I’m torn though. Should I give him the benefit of the doubt, I would ask him to apply his skills as an analyst and speaker to a broader range of energy production/use and put reward/risk into prospective. You gently made that point at minute 58 or so.
He tipped his hand early. I don’t know, it was two or three minutes in. He made a comment that transformers were susceptible to the solar storms at a particular nuclear plant. Are transformers at nuclear plants special? Are the physics and engineering he is quite an authority about special at nuclear power plants?
Does water soak into his grits faster than in the rest of the entire grit-eating world?
Longer answer to your question. Yes, and it is your prerogitive. It is your show, free and worth every penny and then some (thanks expressed in the best way I know how). Pick and choose. I bet your Mommycast episode was the best bang for your buck. Maybe that MTV guy is a close second.
Seek those types out, not this guy who was making the point, something like, “nuclear is so dangerous that no matter how safe it has been made, we must make it safer, no matter how much that costs, until nuclear power is hobbled!”
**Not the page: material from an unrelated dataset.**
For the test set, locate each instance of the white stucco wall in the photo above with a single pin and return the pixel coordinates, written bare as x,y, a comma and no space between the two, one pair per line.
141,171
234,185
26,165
In regard to Rod’s question during the show about why transformers are protected against lightning but not Geomagnetically Induced Current (GIC) from solar storms, lightning arrestors are designed for high voltage, short rise time surges, but not long-duration quasi-DC currents. GIC can be up to 100 amps and last for hours or even days, unlike lightning. The voltage from GIC is much lower than from GIC. For more information, see these links:
Thank you for the show. I enjoyed it very much.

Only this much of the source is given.